Hometown: Apple Valley, Minnesota
Currently: Rocking it out and camping it up on Broadway as lovable be-mulleted loser Lonny, the narrator of the 1980s hair band musical Rock of Ages.
The Jarvis Family: It’s no surprise that Mitchell Jarvis is currently wailing on Broadway. His parents met while touring the country in the contemporary Christian singing group the Challengers, a family affair they continued once their son and two daughters were born. “My sisters and I would come up onstage and do a few numbers with them as the Jarvis Family Singers,” says Mitchell, the mellow baby of the family. “My big number was ‘Jesus Put the Song in My Heart.'” The clan kept the act together until Jarvis was eight, touring during school vacations in a blue 1979 Dodge Conversion van with their dog, Tippy. “We’d drive around the country, headlining at churches. It took me a while to figure out that wasn’t how most kids spent their summers.”
Jock of Ages: Despite his touring background and involvement school choirs, Jarvis didn’t take singing or theater seriously. “I was always an athlete—basketball, baseball, golf.” It wasn’t until his junior year of high school, when a broken leg sidelined him, that Jarvis began to ponder other avenues. “I finally realized, ‘I’m 5’8”, white and live in Minnesota; there’s no future for me in the basketball world.’” So when word got around that his high school needed tenors for Jesus Christ Superstar, the trained vocalist tried his luck, landing the role of Judas. “Climbing over the scaffolding, screaming rock vocals? That was that. I never really looked back,” he recalls. Post-graduation, Jarvis took a year off to research performing as a profession. “I knew nothing about it. Then I went to see the rock opera Romeo and Juliet with Patrick Wilson, and looked at his bio. I saw [he was trained at] Carnegie-Mellon, so I figured I’d just go there.” Jarvis auditioned and made it in.

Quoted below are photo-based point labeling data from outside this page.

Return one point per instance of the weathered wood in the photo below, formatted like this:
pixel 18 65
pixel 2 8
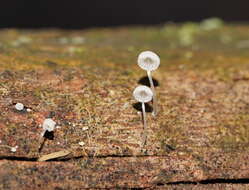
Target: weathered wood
pixel 84 81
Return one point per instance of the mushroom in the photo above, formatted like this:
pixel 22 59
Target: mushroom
pixel 48 125
pixel 19 106
pixel 150 61
pixel 143 94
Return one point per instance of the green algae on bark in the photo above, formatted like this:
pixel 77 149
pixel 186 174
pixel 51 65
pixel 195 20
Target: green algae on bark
pixel 86 85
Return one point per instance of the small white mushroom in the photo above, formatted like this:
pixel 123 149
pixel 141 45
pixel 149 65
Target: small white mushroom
pixel 19 106
pixel 13 149
pixel 150 61
pixel 81 143
pixel 143 94
pixel 48 125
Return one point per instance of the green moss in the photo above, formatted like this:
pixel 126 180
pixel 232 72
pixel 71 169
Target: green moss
pixel 234 133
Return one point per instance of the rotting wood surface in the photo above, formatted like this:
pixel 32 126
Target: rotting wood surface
pixel 84 81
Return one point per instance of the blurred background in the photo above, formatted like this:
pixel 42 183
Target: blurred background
pixel 79 14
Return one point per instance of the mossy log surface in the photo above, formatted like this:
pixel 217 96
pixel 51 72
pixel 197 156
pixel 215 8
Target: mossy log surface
pixel 84 80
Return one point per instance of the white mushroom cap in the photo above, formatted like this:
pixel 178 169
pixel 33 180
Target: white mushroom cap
pixel 48 125
pixel 148 60
pixel 143 94
pixel 19 106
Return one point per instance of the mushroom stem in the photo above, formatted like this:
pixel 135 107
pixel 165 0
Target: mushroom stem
pixel 145 124
pixel 154 113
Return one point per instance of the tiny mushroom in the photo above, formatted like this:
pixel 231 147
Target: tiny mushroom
pixel 150 61
pixel 143 94
pixel 19 106
pixel 48 125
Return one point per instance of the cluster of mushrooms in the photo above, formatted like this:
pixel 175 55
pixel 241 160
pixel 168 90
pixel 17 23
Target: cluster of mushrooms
pixel 148 61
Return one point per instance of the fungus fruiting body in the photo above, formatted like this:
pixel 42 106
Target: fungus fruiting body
pixel 143 94
pixel 150 61
pixel 19 106
pixel 12 149
pixel 48 125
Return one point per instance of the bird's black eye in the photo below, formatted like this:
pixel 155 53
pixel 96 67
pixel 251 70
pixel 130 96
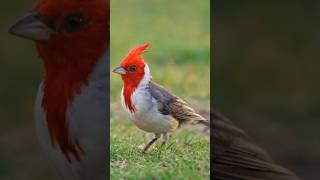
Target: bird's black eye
pixel 74 21
pixel 132 68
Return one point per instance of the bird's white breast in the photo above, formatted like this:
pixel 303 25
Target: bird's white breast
pixel 88 119
pixel 147 116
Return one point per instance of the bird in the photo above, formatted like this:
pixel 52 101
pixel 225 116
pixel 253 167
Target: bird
pixel 150 106
pixel 235 155
pixel 71 108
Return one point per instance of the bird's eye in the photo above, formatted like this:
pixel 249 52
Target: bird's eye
pixel 74 21
pixel 132 68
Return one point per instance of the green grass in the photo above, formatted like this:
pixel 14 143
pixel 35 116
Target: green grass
pixel 179 60
pixel 186 156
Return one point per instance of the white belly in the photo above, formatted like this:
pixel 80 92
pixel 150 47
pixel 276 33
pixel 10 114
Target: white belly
pixel 147 117
pixel 88 122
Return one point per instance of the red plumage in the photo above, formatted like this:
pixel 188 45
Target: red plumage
pixel 132 79
pixel 69 58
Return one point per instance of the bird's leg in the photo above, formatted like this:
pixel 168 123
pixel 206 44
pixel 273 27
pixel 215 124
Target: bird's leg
pixel 151 142
pixel 165 138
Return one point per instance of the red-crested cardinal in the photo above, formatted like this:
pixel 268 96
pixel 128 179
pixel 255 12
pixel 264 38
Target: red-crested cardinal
pixel 72 39
pixel 151 107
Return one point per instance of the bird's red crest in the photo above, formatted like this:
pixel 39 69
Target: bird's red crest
pixel 135 55
pixel 132 79
pixel 69 57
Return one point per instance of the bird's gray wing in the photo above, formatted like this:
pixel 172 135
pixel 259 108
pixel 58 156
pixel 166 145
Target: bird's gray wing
pixel 170 104
pixel 236 156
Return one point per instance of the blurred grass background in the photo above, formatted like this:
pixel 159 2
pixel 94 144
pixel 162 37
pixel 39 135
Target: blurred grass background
pixel 179 32
pixel 266 76
pixel 20 74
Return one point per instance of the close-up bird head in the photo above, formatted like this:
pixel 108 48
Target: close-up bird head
pixel 73 28
pixel 71 36
pixel 133 67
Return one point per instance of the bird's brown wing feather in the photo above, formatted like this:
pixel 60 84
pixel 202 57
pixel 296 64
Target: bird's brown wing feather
pixel 236 156
pixel 170 104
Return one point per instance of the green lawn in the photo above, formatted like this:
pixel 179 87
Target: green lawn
pixel 179 60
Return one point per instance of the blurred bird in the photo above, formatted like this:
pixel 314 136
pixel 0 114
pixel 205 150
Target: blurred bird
pixel 72 39
pixel 151 107
pixel 236 156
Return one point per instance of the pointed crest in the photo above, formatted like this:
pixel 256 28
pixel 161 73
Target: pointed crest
pixel 135 53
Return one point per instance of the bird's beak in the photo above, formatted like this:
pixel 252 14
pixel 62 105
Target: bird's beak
pixel 31 27
pixel 119 70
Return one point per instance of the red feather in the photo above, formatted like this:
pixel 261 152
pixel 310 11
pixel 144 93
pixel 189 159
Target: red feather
pixel 132 79
pixel 69 58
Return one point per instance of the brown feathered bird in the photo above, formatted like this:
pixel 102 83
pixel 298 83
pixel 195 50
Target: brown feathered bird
pixel 237 157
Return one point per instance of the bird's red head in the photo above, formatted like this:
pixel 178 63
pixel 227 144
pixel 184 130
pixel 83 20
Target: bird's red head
pixel 71 36
pixel 80 29
pixel 134 64
pixel 132 70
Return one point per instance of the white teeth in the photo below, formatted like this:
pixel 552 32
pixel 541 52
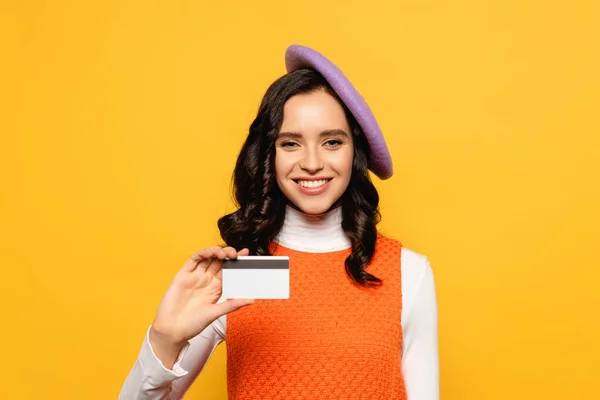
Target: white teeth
pixel 313 184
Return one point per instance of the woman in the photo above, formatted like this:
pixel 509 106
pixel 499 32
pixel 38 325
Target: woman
pixel 361 321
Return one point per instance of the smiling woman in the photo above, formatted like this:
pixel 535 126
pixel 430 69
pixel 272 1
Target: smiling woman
pixel 361 320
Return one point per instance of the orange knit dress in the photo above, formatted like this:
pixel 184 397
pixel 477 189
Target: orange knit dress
pixel 332 339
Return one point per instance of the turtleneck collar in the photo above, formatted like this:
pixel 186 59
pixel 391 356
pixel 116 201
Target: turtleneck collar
pixel 320 233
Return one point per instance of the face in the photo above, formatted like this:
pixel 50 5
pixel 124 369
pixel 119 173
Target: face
pixel 314 152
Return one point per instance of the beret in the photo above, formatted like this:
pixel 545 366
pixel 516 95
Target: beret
pixel 298 57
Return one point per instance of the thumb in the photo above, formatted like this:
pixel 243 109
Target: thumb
pixel 231 305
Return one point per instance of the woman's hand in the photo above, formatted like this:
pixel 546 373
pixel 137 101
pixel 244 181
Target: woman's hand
pixel 190 303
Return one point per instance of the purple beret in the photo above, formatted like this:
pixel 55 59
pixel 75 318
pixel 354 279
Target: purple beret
pixel 297 57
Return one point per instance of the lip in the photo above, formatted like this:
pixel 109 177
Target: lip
pixel 312 191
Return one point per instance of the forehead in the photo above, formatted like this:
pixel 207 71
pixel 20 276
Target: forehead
pixel 313 112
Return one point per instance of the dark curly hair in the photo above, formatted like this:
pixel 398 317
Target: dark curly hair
pixel 261 203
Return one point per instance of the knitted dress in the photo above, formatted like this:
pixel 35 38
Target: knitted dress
pixel 332 339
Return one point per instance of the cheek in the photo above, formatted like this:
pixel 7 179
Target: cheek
pixel 284 164
pixel 343 163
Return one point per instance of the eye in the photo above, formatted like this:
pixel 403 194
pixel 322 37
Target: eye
pixel 333 143
pixel 289 145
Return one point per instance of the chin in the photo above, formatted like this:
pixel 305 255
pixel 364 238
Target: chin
pixel 313 209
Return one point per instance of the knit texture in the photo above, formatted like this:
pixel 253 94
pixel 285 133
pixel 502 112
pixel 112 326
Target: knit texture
pixel 332 339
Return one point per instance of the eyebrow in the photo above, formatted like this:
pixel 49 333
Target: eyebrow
pixel 328 132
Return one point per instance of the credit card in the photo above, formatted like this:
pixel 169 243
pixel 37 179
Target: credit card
pixel 256 277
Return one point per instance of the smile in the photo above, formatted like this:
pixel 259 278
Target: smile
pixel 312 184
pixel 313 187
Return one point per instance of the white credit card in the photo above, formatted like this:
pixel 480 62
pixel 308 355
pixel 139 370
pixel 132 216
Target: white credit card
pixel 256 277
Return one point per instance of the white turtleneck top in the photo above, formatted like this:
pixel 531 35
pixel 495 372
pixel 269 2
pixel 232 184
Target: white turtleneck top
pixel 150 380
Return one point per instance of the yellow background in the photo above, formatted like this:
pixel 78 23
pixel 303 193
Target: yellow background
pixel 121 121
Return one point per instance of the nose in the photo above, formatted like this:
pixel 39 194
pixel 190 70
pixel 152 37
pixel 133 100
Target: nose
pixel 312 161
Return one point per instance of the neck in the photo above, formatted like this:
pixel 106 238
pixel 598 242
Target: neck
pixel 313 233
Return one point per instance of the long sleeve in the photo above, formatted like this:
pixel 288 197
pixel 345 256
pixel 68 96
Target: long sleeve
pixel 420 362
pixel 150 380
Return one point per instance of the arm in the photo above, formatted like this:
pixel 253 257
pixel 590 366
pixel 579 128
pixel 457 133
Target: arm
pixel 150 380
pixel 420 363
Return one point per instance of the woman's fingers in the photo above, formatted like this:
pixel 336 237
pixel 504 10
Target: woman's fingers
pixel 230 305
pixel 203 258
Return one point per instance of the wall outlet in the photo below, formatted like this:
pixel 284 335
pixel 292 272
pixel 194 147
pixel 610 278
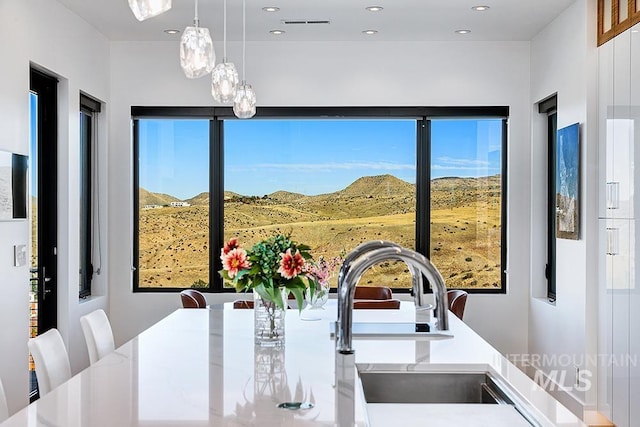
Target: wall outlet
pixel 19 255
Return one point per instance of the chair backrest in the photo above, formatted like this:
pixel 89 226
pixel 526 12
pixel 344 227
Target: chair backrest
pixel 51 360
pixel 457 300
pixel 387 304
pixel 373 292
pixel 193 299
pixel 98 334
pixel 241 303
pixel 4 410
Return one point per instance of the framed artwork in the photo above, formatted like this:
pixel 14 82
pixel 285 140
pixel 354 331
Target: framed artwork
pixel 568 182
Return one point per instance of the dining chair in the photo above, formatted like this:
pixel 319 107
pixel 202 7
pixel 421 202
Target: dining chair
pixel 98 334
pixel 387 304
pixel 457 300
pixel 4 410
pixel 192 298
pixel 373 292
pixel 244 303
pixel 51 360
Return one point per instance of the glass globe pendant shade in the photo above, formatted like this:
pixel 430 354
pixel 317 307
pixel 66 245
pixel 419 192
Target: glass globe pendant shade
pixel 224 82
pixel 197 56
pixel 145 9
pixel 244 103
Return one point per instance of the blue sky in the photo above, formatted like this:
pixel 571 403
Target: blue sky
pixel 309 156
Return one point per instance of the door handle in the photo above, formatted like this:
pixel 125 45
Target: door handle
pixel 45 280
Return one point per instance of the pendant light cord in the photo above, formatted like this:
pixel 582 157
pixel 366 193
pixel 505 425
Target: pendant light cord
pixel 244 37
pixel 224 45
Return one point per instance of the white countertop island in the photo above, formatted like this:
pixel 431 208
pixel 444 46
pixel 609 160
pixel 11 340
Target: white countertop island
pixel 201 368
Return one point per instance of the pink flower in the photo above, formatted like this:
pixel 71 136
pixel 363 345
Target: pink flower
pixel 230 245
pixel 234 261
pixel 291 265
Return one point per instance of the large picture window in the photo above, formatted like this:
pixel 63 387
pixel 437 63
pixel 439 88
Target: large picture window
pixel 428 179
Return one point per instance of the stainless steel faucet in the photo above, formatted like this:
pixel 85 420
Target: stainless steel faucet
pixel 374 252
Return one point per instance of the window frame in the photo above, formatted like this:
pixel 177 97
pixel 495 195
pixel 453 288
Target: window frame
pixel 89 109
pixel 549 107
pixel 217 116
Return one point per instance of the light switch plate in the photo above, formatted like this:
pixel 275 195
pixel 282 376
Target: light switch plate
pixel 19 255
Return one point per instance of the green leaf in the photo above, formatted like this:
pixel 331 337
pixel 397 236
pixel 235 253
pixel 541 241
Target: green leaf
pixel 299 295
pixel 262 291
pixel 277 298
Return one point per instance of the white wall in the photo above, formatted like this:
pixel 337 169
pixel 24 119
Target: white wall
pixel 49 36
pixel 564 61
pixel 332 74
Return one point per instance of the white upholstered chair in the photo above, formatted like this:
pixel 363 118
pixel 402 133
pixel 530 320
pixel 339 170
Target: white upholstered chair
pixel 51 360
pixel 4 410
pixel 98 334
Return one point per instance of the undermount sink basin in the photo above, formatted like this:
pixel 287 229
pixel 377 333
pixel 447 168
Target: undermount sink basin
pixel 431 387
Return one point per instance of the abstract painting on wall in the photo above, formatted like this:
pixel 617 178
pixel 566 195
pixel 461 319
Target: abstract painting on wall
pixel 568 183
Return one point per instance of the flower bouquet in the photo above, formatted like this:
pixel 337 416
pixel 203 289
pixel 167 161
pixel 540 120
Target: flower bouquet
pixel 323 270
pixel 273 268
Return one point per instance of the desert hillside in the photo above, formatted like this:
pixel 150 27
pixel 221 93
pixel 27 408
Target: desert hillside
pixel 465 228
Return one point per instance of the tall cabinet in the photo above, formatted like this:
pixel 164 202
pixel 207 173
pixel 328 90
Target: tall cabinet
pixel 619 220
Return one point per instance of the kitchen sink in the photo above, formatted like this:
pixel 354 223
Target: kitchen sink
pixel 431 387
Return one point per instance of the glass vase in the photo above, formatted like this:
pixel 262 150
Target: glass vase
pixel 268 321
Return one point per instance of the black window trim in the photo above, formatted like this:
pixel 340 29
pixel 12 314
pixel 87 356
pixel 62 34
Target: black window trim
pixel 89 107
pixel 217 115
pixel 549 107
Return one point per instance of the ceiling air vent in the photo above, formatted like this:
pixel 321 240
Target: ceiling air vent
pixel 305 21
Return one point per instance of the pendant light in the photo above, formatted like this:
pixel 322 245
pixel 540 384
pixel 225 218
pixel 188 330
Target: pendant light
pixel 145 9
pixel 197 56
pixel 224 77
pixel 244 103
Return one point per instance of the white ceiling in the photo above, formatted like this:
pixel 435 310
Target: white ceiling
pixel 401 20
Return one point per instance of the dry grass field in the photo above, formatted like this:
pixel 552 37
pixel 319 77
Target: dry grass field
pixel 465 228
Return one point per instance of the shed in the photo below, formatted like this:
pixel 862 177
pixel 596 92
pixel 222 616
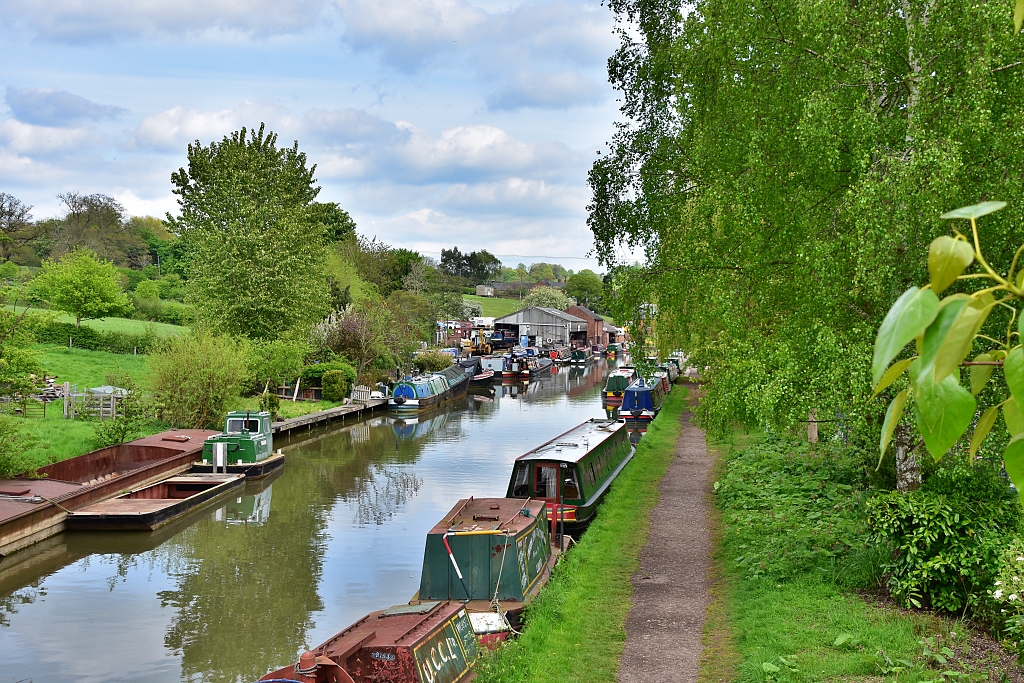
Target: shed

If I Were A Rich Man: Drama degree in hand, Jarvis moved to New York in 2002 to launch his career, hitting the city during a major downturn: “It was this incredibly hot, post-9/11 summer and there weren’t a lot of jobs.” He filled the void with regional gigs, including Casper: The Musical with Chita Rivera, and a stint in West Side Story in Basel, Switzerland, but life as a struggling actor was the reality. “I’ve gone through stretches where I was playing my guitar on subway platforms just to eat. I even stole a sandwich once from a grocery store, just because I was so hungry. My friends calls it my ‘Jean Valjean’ moment,” he says. But in 2005, a big break came. Then a waiter at the popular theater district restaurant Angus McIndoe, Jarvis ended up serving at the Fiddler on the Roof Tony Award party, hitting it off with musical director Kevin Stites. Three months later, he was part of the cast. “I closed out the show as Yakov, working with Harvey Fierstein, Rosie O’Donnell and Andrea Martin. So that didn’t suck!”
Laughing to the Top: Following his Broadway debut, Jarvis honed his formidable comedic chops with the sketch group Honorable Mention and the corporate comedy musical The Water Coolers, gigs that made him the perfect candidate for a role a friend tipped him off about: Lonny, the drunken loser narrator in a new musical called Rock of Ages. The producers had spent months trying to cast the part, to no avail. But once they saw Jarvis, he was on his way to New World Stages, heading up the all-singing, all-stripping, all-drinking off-Broadway incarnation of a show about 80s lovers on the Sunset Strip. “There were some crazy, crazy nights,” Jarvis recalls of the show’s initial, occasionally booze-soaked run. “People would come up onstage—there were even drunken brawls in the audience. But we learned how to play this show and find funny ways to deal with any situation.”
Rockin’ Broadway: “The experience overall has been harmonious,” Jarvis says of his show, which survived a whirlwind three-week rehearsal process and several cast changes before transferring to Broadway in late March. Now running to audience and surprise! critical acclaim at the Brooks Atkinson Theater, ROA has benefitted from Rialto upgrades including a better sound system and new comedic finessing. “Off-Broadway, people came to this ‘stupid 80’s show’ with their arms crossed. Now we don’t need to earn their respect—we need to deliver the great show people expect.” And what does Jarvis think about the many comparisons of him to screen comedian Jack Black? “I’ve gotten those for the last five years,” he says with a laugh. “It’s the way this part’s written, and I already look like him. It bothers me occasionally, but I’m lucky to do what I do. I’m fully aware in another six months it could be back to stealing sandwiches!”